Director: Stefano Sollima
Starring: Benicio Del Toro, Josh Brolin, Isabela Moner, Jeffrey Donovan, Manuel Garcia-Rulfo, Catherine Keener
Run Time: 122 mins
Sicario 2: Soldado is the rather unexpected sequel / spin-off to Denis Villeneuve’s Sicario, a film that didn’t particularly show any franchise promise but was one of the most darkest, intense films of its year. Whilst Sicario followed the journey of Emily Blunt’s FBI agent Kate Macer who was sent to help on the escalating war on drugs by bringing down a cartel leader, this film puts that film’s shadowy side character Benicio Del Toro’s Alejandro in the spotlight. This seems only the best move as Del Toro putting in a barnstorming performance in the previous film. Josh Brolin also returns as the sandal-wearing, similarly shady CIA officer, Matt Graver. In this film, both Graver and Alejandro team up to bring down another cartel by falsely kidnapping his daughter and then pinning it on a rival cartel group.
Villenueve doesn’t return for the sequel as he was busy directing Blade Runner 2049 and nor does Blunt. Italian director Stefano Sollima takes the reins, who seems like a good choice after helming the intense Gomorrah. Taylor Sheridan, who continues to go from strength to strength after writing both Sicario and Hell or High Water and also directing Wind River returns to write the script. The late Jóhann Jóhannssson scored the first film which was amazing, and DOP-maestro Roger Deakins shot it but here they are replaced here by Jóhannsson’s protégé and Hildur Guðnadóttir and Ridley Scott regular Dariusz Wolski.
Sicario 2: Soldado is a masterful sequel and whilst its behind-the-camera talent may not, on paper, be quite as strong as its original, as a film I found it to be better paced and maintains its sharp focus throughout.
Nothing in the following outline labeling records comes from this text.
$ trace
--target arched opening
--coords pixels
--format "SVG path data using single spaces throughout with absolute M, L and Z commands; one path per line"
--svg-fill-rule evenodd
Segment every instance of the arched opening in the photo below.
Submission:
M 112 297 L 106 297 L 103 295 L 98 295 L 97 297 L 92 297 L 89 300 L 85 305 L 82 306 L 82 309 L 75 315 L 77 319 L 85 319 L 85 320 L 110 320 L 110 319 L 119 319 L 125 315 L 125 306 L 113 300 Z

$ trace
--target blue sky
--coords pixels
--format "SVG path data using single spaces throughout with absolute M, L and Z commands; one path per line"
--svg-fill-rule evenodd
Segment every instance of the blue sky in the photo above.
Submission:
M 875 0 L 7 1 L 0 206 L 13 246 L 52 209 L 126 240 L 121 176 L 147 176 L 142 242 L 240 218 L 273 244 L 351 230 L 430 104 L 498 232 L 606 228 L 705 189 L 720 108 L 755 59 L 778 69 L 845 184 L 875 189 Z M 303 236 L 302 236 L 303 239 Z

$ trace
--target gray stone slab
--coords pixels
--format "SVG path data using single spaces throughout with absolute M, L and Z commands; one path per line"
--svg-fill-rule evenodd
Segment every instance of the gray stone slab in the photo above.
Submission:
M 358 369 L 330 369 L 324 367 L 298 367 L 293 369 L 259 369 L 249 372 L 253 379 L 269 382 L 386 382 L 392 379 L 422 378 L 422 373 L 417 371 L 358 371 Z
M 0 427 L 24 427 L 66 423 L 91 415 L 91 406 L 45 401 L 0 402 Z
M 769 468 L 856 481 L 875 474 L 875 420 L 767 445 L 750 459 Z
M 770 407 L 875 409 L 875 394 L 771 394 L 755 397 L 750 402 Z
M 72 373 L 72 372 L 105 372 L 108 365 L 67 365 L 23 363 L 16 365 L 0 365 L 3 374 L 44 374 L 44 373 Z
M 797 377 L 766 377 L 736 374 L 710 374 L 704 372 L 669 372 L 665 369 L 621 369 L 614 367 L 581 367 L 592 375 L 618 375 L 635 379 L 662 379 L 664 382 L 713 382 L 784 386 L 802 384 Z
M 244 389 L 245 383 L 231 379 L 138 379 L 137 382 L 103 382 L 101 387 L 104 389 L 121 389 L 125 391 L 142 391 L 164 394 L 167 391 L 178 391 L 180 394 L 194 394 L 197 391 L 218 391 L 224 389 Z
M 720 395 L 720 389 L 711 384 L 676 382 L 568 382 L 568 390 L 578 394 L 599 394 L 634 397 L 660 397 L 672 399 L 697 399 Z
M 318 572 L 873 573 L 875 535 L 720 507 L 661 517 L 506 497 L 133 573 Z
The first film made a jarring shift in its final third, which although was satisfying, did make the film lose focus a little as the rest of the film follows Emily Blunt’s FBI agent constantly. This is an even more grimy and black picture where characters are morally and ethically bankrupt and there are multiple scenes which are very uncomfortable to watch, in particular an early scene that sets the backdrop for the rest of the film with terrorists blowing up a supermarket. Sollima’s sequel has a rousing commentary on American politics with a Trumpian-like President and the lengths and processes people go to to cross the border.
Benicio Del Toro again proves why he is one of cinema’s most underrated actors and his character shows a bit more compassion compared to the first film here but he’s still in ths mission for his own redemption. Del Toro seems to channel Clint Eastwood’s Man with No Name towards the films end and his character similarly oozes coolness. The rest of the cast are all excellent as well, Brolin as expected and Isabela Moner is excellent as the kidnapped daughter who gets exposed to the horrific drug and human trafficking underworld.
Although technically, this sequel isn’t quite as strong as its original, Wolski’s cinematography is still excellent and there are some expertly paced, frenetically charged action sequences that are exhilirating. Hildur Guðnadóttir doesn’t try to emulate Jóhannsson’s score and whilst it isn’t as strong, it’s still interesting enough and fits in well with the film and she revisits Jóhannsson’s ‘The Beast’ theme at one point in the film which is well used.
Overall, despite trepidation and the weight of the first film, Sicario 2: Soldado had a tough job to impress. For this to be equal, if not slightly better than the first is an achievemt in and of itself and for virtually the entire film, I was in awe of the film. There is a slightly over-the-top plot device at the film’s end with a certain character that I didn’t initially quite buy and the film does set itself up for another sequel rather obviously, but the film had me in its wake for me to go with it. Sicario 2: Soldado is possibly the best cinemagoing experience of the year so far and a must-see.